A magnitude do futebol mexicano é impressionante. Os estádios, as cidades, os torcedores, tudo é muito mais passional do que no Chile ou na Venezuela.
No México, porém, voltei a enfrentar alguns preconceitos por causa da minha juventude. Fiquei surpreso, pois não havia passado por isso na Venezuela ou no Chile. É verdade que eu tinha apenas 36 anos, mas já tinha percorrido um longo caminho.
Porém, consegui driblar esse preconceito com o bom futebol da equipe e os consequentes bons resultados. Com o Puebla, conseguimos competir com equipes de orçamentos exuberantes.

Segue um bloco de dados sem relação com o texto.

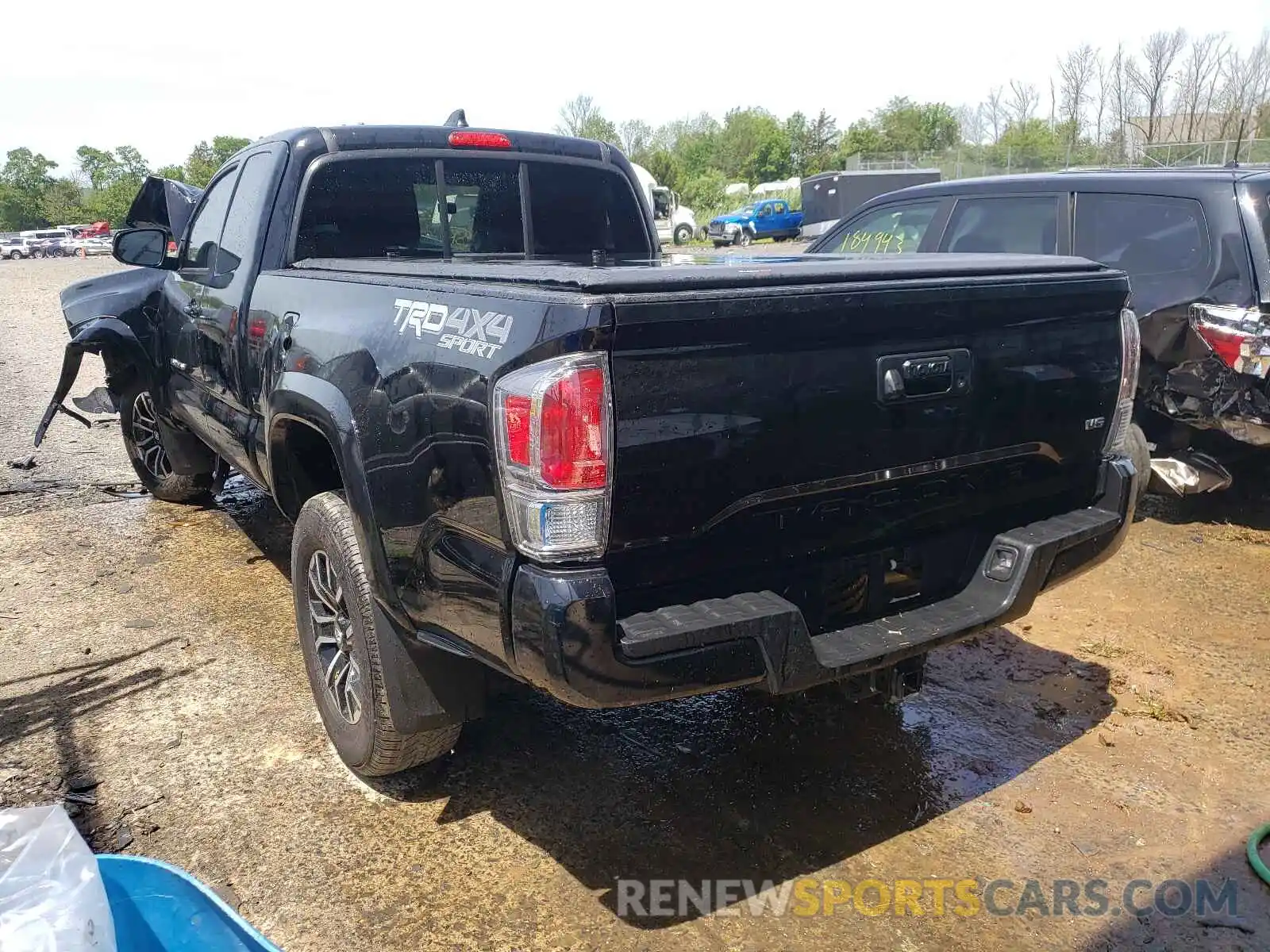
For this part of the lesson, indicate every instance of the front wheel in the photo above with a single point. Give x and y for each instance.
(336, 622)
(1140, 452)
(143, 438)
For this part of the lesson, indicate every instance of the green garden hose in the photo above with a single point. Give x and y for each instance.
(1255, 857)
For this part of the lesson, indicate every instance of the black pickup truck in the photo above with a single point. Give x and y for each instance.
(514, 442)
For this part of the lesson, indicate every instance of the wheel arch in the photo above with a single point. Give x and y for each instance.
(427, 687)
(310, 423)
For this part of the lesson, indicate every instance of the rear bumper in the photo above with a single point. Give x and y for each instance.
(568, 640)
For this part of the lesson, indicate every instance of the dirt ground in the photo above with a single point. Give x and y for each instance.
(150, 679)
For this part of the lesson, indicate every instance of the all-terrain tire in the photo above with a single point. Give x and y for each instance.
(1140, 451)
(368, 743)
(144, 442)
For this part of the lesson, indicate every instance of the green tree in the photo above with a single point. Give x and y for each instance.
(1030, 144)
(705, 194)
(581, 117)
(63, 202)
(742, 135)
(770, 160)
(918, 127)
(112, 203)
(206, 159)
(99, 165)
(23, 182)
(664, 167)
(131, 164)
(863, 139)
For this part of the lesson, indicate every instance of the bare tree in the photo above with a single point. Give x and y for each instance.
(577, 116)
(637, 136)
(1123, 99)
(1198, 80)
(1100, 109)
(1022, 101)
(1076, 73)
(973, 122)
(1245, 89)
(1151, 80)
(995, 113)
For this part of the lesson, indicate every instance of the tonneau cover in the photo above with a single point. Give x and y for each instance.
(709, 272)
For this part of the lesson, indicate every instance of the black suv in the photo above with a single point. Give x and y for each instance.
(1191, 240)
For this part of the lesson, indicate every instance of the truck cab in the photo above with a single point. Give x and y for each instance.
(675, 222)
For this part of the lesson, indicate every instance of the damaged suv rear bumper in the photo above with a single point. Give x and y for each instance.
(568, 640)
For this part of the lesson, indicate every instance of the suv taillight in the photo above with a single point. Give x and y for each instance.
(1238, 336)
(1130, 355)
(554, 424)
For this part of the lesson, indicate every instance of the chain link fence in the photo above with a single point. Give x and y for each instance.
(973, 162)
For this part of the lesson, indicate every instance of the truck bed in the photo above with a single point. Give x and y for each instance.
(686, 272)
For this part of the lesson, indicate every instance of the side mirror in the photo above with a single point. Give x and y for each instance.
(143, 247)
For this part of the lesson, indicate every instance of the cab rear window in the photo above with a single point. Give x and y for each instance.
(410, 207)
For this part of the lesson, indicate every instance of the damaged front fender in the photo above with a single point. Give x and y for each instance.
(1189, 381)
(108, 336)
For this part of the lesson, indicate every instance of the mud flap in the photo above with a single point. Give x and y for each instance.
(95, 336)
(427, 687)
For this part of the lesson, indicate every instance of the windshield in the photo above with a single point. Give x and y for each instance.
(391, 207)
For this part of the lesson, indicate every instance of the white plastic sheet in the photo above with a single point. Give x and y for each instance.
(51, 892)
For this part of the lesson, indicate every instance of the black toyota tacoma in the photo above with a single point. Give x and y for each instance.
(518, 443)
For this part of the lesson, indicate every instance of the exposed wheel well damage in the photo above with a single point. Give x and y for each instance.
(302, 465)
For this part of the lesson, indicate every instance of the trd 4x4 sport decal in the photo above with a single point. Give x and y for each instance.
(465, 329)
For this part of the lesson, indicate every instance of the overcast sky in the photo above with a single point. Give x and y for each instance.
(108, 74)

E tudo isso foi apreciado pelas pessoas de uma maneira que eu nunca havia imaginado. Os torcedores me paravam nas ruas para elogiar o trabalho.
O reconhecimento foi muito grande, mas, como técnico, você precisa administrar isso e entender que toda essa aprovação pode ser de curta duração. É preciso sempre acrescentar uma pitada de desconfiança para não perder o rumo.
Sou grato ao Puebla, foi um processo espetacular. Como falei, sei que a carreira de um técnico é muito instável, mas aquele projeto foi muito marcante para mim. Espero que tenha sido também para os torcedores.
É um lugar onde sempre vou querer voltar.